When Caspar saw what was going on, he judged it prudent to turn and drive his cart into the quarry, and having there secured it, went back and entered the castle. There was a great divided torrent of humanity rushing and lingering through the various lines of rooms, here meeting in whirlpools, there parted into mere rivulets—man and woman searching for whatever might look valuable in his or her eyes. Things that nowadays would fetch their weight in silver, some of them even in gold, were passed by as worthless, or popped into a bag to be carried home for the amusement of cottage children. The noises of hobnailed shoes on the oak floors, and of unrestrained clownish and churlish voices everywhere, were tremendous. Here a fat cottager might be seen standing on a lovely quilt of patchwork brocade, pulling down, rough in her cupidity, curtains on which the new-born and dying eyes of generations of nobles had rested, henceforth to adorn a miserable cottage, while her husband was taking down the bed, larger perhaps, than the room itself in which they would in vain try to set it up, or cruelly forcing a lid, which, having a spring lock, had closed again after the carved chest had been already rifled by the commissioner or his men. The kitchen was full of squabbling women, and the whole place in the agonies of dissolution. But there was a small group of persons, fortuitously met, but linked together by an old painful memory of the place itself, strongly revived by their present meeting, to whom a fanatical hatred of everything catholic, coupled with a profound sense of personal injury, had prevailed over avarice, causing them to leave the part of acquisition to their wives, and aspire to that of pure destruction. It was the same company, almost to a man, whose misadventures in their search of Raglan for arms, under the misguidance of Tom Fool, I have related in an early chapter. In their hearts they nursed a half-persuasion that Raglan had fallen because of their wrongs within its walls, and the shame that there had been heaped upon the godly.

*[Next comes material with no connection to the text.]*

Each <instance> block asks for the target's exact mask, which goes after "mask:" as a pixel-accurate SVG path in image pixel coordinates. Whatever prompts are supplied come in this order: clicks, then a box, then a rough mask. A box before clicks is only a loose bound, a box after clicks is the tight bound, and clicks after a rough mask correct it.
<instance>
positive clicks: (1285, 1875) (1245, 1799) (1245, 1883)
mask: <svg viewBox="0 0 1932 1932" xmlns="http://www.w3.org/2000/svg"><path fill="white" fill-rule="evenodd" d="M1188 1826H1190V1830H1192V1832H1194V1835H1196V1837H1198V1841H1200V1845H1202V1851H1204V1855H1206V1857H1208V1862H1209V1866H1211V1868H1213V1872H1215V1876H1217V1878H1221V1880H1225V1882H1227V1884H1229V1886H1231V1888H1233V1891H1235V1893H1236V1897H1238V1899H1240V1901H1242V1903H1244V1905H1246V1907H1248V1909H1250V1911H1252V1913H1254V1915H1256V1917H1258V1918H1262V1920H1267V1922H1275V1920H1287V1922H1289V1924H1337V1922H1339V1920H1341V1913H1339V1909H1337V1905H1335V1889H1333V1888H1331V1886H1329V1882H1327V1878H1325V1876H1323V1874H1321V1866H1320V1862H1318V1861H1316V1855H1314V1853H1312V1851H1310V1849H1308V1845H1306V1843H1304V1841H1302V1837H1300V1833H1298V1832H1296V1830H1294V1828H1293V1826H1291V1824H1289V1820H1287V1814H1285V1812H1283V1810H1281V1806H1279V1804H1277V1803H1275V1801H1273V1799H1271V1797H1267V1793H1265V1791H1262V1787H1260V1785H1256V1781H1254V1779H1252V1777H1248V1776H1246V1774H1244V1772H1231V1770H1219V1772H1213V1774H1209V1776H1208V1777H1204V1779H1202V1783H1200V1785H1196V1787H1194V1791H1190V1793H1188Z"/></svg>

These men, happening to meet, as I say, in the midst of the surrounding tumult, had fallen into a conversation chiefly occupied with reminiscences of that awful experience, whose terrors now looked like an evil dream, and, in a place thus crowded with men and women, buzzing with voices, and resounding with feet, as little likely to return as a vanished thundercloud. In the course of their conversation, therefore, they grew valiant; grew conscious next of a high calling, and resolved therewith to take to themselves the honour of giving the first sweep of the besom of destruction to Raglan Castle. Satisfying themselves first therefore that their wives were doing their duty for their household,—mistress Upstill was as good as two men at least at appropriation,—they set out, Cast-down taking the lead, master Sycamore, John Croning, and the rest following, armed with crowbars, for the top of the great tower, ambitious to commence the overthrow by attacking the very summit, the high places of wickedness, the crown of pride; and after some devious wandering, at length found the way to the stair.